Customer service, selection and convenience also play a large part in why people shop at a certain location or locations. Who your competitors are and where they are located in relation to your store will be aspects. However, chain stores don’t have the ability to customize pricing based on location. It’s done on a regional basis. Independents have more flexibility, but need to take a long-term look rather than making knee-jerk reactions. Customers want simplicity and consistency in order to feel that a store and its prices are reliable.
Agree with Ralph Jacobsen and others. Too many retailers are unaware of the real impact of promotions on category profits because they don’t have the visibility provided by advanced analytics tools. Doesn’t sound to me like the author has the information he needs to effectively forecast promotional impact during vendor negotiations, which could hurt profitability. Further, I agree that retailers should optimize prices based on customer behavior, particularly customized across different zones or banners. Retailers also need to rationalize promotions – running too many SKUs on promo can create confusion for shoppers.

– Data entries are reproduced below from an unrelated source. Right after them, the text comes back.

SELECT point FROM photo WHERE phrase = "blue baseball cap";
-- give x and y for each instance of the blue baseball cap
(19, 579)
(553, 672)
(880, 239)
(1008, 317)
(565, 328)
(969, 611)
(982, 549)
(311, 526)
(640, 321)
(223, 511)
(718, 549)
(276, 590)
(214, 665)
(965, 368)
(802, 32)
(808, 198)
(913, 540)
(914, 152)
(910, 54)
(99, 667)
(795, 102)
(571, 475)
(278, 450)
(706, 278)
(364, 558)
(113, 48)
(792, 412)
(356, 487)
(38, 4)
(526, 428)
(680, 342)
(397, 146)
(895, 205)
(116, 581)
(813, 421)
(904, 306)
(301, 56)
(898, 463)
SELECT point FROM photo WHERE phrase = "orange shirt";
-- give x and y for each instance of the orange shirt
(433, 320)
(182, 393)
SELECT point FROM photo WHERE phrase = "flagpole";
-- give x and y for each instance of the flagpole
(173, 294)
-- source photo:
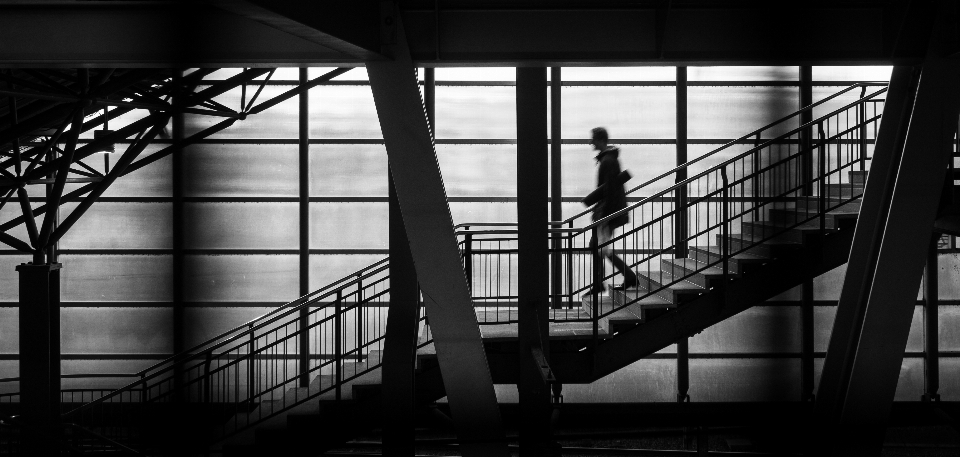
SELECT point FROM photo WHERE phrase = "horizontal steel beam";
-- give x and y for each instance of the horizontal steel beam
(152, 34)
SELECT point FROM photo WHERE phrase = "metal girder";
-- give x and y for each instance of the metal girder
(347, 26)
(433, 245)
(461, 33)
(128, 34)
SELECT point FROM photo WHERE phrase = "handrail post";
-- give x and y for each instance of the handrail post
(862, 111)
(570, 265)
(337, 349)
(360, 319)
(821, 152)
(596, 286)
(725, 228)
(206, 377)
(250, 365)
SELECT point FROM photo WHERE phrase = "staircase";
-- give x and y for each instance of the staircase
(747, 227)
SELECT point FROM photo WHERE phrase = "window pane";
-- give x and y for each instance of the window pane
(349, 226)
(626, 112)
(108, 225)
(220, 170)
(241, 225)
(348, 170)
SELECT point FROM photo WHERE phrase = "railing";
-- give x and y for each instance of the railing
(319, 345)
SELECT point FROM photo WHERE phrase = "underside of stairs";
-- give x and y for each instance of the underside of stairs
(688, 295)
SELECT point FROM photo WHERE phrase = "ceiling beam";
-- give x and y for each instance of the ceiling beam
(347, 26)
(262, 33)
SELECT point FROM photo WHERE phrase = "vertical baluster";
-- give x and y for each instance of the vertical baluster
(250, 365)
(337, 349)
(725, 228)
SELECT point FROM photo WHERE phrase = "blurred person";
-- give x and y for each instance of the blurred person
(607, 199)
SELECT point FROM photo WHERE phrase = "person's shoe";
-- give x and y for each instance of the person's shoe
(627, 284)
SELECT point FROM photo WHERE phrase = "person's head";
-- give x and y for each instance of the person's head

While the debate rages on between private label and national brands, the reality is that private label is entrenched in grocery and represents far too much upside for category managers to ignore. Absolutely agree with the comment that consumers’ perception of private label quality is directly related to the price charged, especially in relation to a national brand equivalent. Going beyond this, what is the consumer’s appetite for a premium priced private label offering in an upscale chain? Is it foreseeable that the national brand will become the generic?
Separately, one of the largest unanswered questions in this post for North American grocery category managers is what to do with price as grocery shopping moves online. Based on other markets, grocery is unique from other categories in that the online price frequently remains higher than the offline price over time. While “time is money,” will this same pattern hold true across the U.S. market? As well, how or do grocers plan to reconcile zone-based pricing strategies as their category goes online?
There are some very flexible and robust pricing solutions that enable the grocery retailer to create the pricing strategy and pricing execution that fits their business model, or allows them to adjust the model and try alternatives. Simply using an old process under the “that’s the way we always did it” will not lead to success. Pricing, promotion strategy, store location, and a score of other variables make it impossible to simply do pricing on a spreadsheet.